For a long time now, I have embraced the philosophy of “No Days Off.” The basis for this idea is that while you might be taking a day off training/practicing/visualizing, your opponents and competitors are not. They are out there working hard and gaining an advantage on you.
This isn’t to say that you should go hard every day without fail. To do so invites the likelihood of burnout and injury. No, the answer lies in a training technique called periodization. Periodization is a way to train your body so that it can continually improve (kaizen) while reducing your overall risk of injury or burnout. Keep in mind that sometimes we need a physical day off to rest our body and physically recover, but on those days, you can still be mentally engaged.
So, how does periodization work? I like to start with a macro (big) outlook and then break that down into a micro (small) outlook. Start by taking a year at a glance. That year can be broken up into 4, 3-month segments. Each of those segments (training blocks) will change with respect to how hard you train. The overall goal will be to train increasingly more (harder/more challenging) in 3 of those segments, and then reduce (but not eliminate) the training in the 4th segment.
Further breaking this down, each 3-month training block will ramp up slowly in training amount and intensity. You will start out with a manageable amount in the first monthly, and then increase the overall time/intensity in the next blocks, and then reduce the time/intensity slightly (recovery) in the 3rd block. This third block will still be more (time/intense) than the 1st month, and that will be where you pick up from in the next block.
Next, you can break each month segment into 4-week blocks. Similarly, to the 3-month segments, you will work increasingly harder in the first 3 weeks of each month, and then the last week of the month will be an easier week. We call these “easier” weeks, months or periods recover times. Recovery times are when your body adapts to the training load placed upon it using the lessened training to repair itself while allowing you a mental break as well to help reduce burnout.

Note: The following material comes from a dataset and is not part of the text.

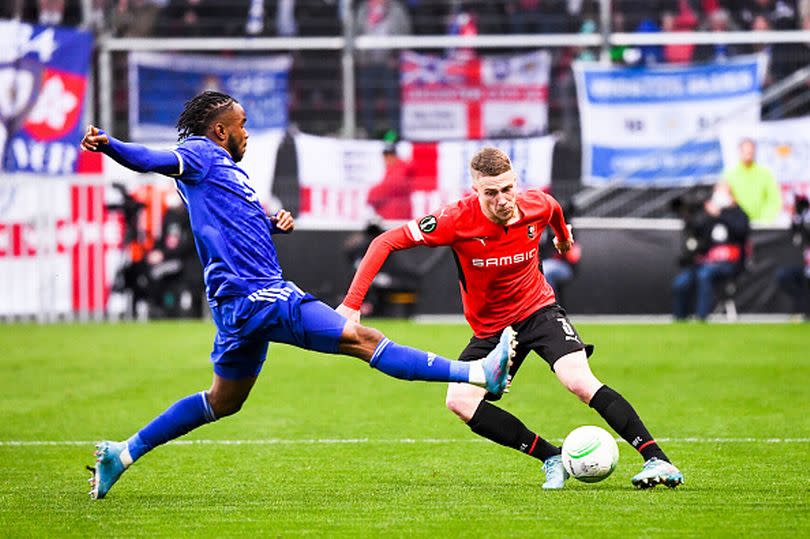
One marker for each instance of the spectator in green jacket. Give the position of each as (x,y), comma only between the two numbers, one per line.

Finally, you can break down each week into 7 days. These are the individual blocks of training that comprise your workouts. You will want to have easier days and harder days, but what I have found is that as long as I have easier days and my overall training cycle follows the general pattern laid out above, then I can continue to train without any days off.
Remember that not all training is doing the exact thing you’re training for. Examples of easier training days would be going for a slow walk, doing an easy swim, yoga, stretching, meditation, etc.
Most people make the mistake of training medium on all the days they workout. But, that is not what you want to do. You want to go easy on your easier days, and you want to go hard on your harder days. The changes in effort are what will help your body to adapt and improve. If you go medium on what is supposed to be a hard day, you won’t get the increased benefits/improvement. If you go medium on what is supposed to be an easy day, you won’t get the recovery aspects and you increase your chance for injury and burnout.
So, consider the training principle of periodization as you plan your way to success. Just as with goal setting, planning it out and writing it down will give you a much higher likelihood of achieving it. I love being active and I love improvement, and this strategy allows me to do both. Listen to your body and adjust as you need, but I can promise you that when you are training, especially on days when most people do not, it will give you a great feeling and motivate you to keep improving.